Audio By Carbonatix
If there’s any rapper that has been appointed the New South’s thug poet, it’s David Banner, a finance graduate from Southern University who used his major- label debut Mississippi: The Album to expound on everything from strip club politics to the plight of black people in one of the most economically devastated states in the country. But the most striking aspect of MTA: Baptized in Dirty Water, his second album in less than a year, is how often the music fails to complement his complicated worldview. Several of the tracks are remixes (“Like A Pimp”), reworkings of Mississippi cuts (“Pop That”), and compilation tracks (“Christmas Time”).
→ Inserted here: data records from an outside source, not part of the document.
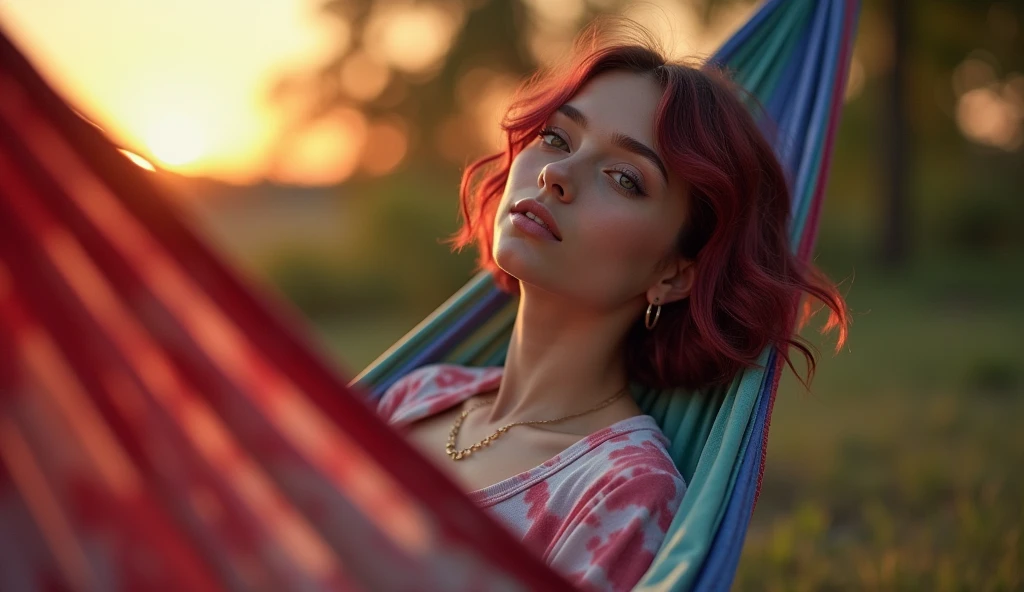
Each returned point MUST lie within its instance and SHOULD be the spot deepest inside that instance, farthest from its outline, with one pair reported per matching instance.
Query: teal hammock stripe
(792, 56)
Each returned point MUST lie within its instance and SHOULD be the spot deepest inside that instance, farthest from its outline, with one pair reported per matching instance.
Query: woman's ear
(675, 283)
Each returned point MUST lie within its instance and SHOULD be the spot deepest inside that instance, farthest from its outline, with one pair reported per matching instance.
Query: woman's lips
(519, 220)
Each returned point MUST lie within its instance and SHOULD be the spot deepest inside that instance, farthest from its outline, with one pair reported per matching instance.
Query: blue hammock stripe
(792, 55)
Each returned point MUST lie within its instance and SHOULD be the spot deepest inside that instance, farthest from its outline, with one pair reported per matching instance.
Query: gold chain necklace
(458, 455)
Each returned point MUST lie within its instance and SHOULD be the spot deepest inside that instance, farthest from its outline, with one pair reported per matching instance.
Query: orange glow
(326, 154)
(385, 148)
(138, 160)
(175, 139)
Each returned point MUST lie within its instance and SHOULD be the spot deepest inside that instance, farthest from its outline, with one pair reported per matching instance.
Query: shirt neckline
(511, 485)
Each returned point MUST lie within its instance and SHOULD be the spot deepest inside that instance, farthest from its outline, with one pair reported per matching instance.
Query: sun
(175, 139)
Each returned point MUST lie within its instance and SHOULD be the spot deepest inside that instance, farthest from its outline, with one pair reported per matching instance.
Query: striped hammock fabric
(167, 425)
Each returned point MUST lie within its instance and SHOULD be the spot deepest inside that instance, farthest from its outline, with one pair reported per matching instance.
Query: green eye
(546, 132)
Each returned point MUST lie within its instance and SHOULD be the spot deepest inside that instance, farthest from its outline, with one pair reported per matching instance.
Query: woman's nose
(555, 178)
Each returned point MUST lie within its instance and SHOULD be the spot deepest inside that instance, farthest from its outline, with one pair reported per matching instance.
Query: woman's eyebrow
(620, 139)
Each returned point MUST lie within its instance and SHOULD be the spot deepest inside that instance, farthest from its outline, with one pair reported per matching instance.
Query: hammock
(166, 425)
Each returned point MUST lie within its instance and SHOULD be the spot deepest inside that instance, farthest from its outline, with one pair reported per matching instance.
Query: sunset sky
(183, 82)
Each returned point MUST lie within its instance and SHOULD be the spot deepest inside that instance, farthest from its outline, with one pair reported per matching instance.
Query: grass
(902, 470)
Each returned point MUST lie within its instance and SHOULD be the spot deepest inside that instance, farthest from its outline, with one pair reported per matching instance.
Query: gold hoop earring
(657, 313)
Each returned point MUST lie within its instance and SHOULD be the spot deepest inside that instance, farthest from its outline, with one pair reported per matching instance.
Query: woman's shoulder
(431, 388)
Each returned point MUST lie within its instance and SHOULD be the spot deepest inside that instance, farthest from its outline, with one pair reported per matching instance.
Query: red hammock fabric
(165, 428)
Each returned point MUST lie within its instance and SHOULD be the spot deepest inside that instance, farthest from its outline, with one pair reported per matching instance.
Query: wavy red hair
(748, 281)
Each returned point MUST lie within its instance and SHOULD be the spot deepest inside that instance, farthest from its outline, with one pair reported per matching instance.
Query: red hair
(748, 281)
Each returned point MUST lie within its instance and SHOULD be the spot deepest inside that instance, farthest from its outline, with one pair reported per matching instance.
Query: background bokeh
(320, 143)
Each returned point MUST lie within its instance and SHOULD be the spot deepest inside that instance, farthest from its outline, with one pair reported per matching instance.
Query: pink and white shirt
(597, 512)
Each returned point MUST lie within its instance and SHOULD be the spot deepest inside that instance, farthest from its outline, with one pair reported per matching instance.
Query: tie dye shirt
(597, 512)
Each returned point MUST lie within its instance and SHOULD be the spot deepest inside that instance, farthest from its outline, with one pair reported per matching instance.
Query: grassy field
(902, 469)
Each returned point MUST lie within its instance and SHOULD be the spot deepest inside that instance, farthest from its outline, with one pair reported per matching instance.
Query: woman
(642, 218)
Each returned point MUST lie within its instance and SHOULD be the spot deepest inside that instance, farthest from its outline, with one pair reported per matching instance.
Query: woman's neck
(562, 360)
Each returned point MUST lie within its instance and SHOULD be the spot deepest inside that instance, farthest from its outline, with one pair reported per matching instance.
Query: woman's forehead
(620, 101)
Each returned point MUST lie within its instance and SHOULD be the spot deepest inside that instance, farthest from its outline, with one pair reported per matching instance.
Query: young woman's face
(617, 211)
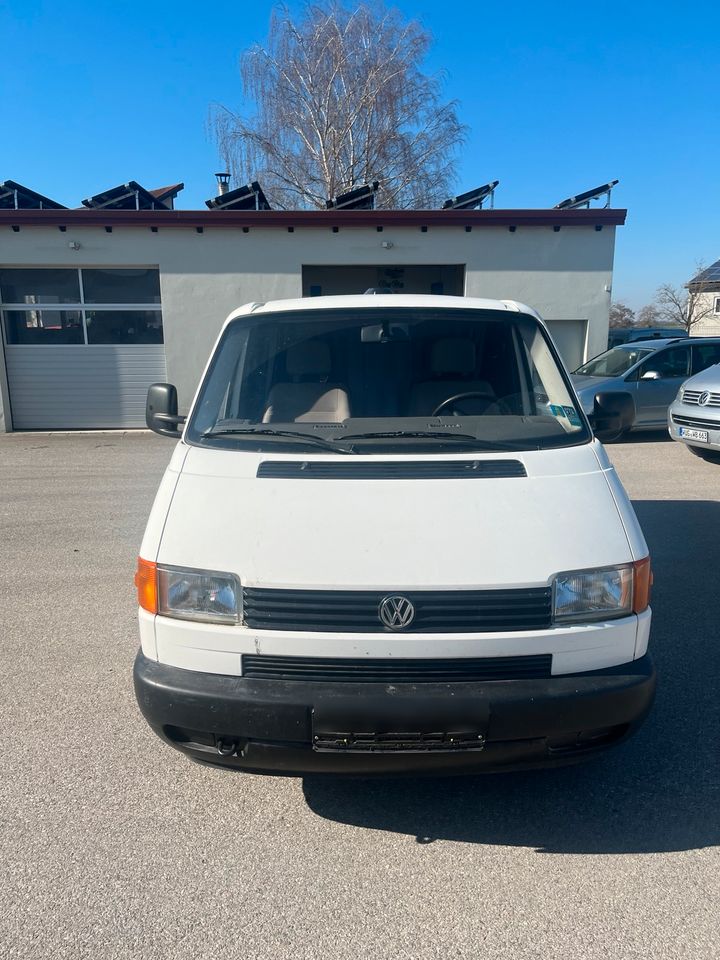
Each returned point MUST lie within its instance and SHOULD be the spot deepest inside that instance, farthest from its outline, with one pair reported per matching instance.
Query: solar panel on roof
(473, 198)
(250, 197)
(583, 199)
(126, 196)
(360, 198)
(14, 196)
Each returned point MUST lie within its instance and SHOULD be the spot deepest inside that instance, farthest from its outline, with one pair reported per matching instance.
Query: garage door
(81, 345)
(570, 338)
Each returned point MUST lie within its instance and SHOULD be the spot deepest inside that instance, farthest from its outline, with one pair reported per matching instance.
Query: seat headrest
(453, 355)
(309, 358)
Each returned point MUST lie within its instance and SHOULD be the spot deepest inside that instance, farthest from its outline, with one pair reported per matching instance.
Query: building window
(81, 306)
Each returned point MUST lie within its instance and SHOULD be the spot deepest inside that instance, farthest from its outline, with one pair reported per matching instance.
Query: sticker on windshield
(563, 413)
(572, 415)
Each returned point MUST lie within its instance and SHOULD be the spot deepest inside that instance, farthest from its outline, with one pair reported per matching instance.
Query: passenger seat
(308, 397)
(452, 364)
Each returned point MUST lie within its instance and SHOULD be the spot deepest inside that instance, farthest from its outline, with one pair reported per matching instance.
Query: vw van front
(388, 543)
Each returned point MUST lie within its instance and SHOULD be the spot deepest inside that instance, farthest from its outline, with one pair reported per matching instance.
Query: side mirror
(613, 414)
(161, 410)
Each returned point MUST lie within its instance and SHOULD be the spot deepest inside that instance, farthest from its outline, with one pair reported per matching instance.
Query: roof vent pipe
(223, 180)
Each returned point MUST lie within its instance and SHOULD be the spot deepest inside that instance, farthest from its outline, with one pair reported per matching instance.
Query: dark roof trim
(315, 218)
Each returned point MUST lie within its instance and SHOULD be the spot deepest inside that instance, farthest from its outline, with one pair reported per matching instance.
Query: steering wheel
(470, 394)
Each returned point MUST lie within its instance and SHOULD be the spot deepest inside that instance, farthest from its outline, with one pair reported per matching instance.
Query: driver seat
(452, 364)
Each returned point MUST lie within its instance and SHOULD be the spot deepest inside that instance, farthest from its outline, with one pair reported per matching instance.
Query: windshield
(613, 363)
(357, 380)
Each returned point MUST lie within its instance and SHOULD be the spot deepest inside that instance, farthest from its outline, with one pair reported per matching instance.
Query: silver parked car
(694, 417)
(650, 371)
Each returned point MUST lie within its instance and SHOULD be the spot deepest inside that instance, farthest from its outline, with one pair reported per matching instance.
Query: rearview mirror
(161, 410)
(613, 414)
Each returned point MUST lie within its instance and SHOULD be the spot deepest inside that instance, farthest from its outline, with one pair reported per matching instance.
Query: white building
(706, 287)
(98, 303)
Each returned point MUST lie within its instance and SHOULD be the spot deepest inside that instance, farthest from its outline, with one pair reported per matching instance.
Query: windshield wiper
(466, 439)
(270, 432)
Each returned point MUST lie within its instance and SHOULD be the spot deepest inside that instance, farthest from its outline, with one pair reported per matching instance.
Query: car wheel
(712, 456)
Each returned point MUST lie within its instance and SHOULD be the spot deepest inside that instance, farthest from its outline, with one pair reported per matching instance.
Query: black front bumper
(296, 727)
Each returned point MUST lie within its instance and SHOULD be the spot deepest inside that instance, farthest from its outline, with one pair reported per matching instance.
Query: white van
(388, 542)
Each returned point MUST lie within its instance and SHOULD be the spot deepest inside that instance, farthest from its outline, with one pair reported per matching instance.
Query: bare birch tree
(340, 100)
(690, 304)
(621, 315)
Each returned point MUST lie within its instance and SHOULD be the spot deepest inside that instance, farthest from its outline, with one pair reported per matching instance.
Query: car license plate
(687, 433)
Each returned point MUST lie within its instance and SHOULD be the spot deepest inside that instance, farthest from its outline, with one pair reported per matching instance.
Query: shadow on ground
(658, 792)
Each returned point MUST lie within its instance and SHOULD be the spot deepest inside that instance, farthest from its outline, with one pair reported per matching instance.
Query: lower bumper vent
(392, 670)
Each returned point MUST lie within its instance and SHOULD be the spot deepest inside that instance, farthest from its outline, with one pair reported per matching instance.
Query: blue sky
(558, 97)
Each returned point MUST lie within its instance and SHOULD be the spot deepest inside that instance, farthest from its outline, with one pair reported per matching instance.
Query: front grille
(390, 470)
(693, 396)
(696, 422)
(436, 611)
(393, 670)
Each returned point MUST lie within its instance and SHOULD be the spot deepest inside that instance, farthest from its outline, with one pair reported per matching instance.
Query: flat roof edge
(314, 218)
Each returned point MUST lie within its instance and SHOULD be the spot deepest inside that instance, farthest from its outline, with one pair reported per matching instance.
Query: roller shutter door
(81, 387)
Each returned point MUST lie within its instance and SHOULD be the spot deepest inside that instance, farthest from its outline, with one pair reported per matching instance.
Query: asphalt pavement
(112, 845)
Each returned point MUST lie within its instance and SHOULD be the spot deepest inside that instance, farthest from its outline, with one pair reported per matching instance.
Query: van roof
(375, 301)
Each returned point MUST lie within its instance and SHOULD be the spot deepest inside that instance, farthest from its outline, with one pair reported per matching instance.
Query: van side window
(704, 356)
(673, 362)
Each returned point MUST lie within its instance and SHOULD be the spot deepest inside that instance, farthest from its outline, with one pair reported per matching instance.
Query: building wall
(566, 275)
(709, 326)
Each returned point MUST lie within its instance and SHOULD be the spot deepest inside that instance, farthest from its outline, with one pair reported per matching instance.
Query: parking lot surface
(114, 846)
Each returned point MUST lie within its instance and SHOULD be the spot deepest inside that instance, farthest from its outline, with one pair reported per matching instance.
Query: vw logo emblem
(396, 612)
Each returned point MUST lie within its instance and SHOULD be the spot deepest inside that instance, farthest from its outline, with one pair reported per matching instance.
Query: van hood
(396, 534)
(706, 380)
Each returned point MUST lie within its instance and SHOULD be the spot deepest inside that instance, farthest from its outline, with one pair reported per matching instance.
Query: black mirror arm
(169, 418)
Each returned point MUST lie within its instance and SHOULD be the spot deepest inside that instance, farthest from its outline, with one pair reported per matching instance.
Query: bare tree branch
(687, 305)
(341, 100)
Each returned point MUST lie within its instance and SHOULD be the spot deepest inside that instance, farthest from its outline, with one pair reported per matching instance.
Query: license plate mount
(689, 433)
(400, 725)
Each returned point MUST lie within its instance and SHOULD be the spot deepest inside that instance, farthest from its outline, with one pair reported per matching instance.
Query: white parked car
(694, 415)
(388, 542)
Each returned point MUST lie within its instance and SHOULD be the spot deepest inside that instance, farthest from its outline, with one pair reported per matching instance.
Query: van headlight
(198, 595)
(581, 596)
While the first Mississippi was wildly exuberant and intensely cold-hearted, this effort is just histrionic, failing to sustain the previous album’s emotional balancing act. At its nadir is “My Lord,” where Banner sings the chorus tunelessly and off-key, so overcome by himself that his would-be ballad transforms into a self-indulgent dirge.
Baptized in Dirty Water is an uncomfortable blend of previously released material with songs that regurgitate the same themes and ideas Banner has explored more effectively elsewhere. Which shouldn’t necessarily bother fans; after all, as one friend tells him at the end of “Pop That,” “Ain’t nobody hate you. If they hate you, they hate God.”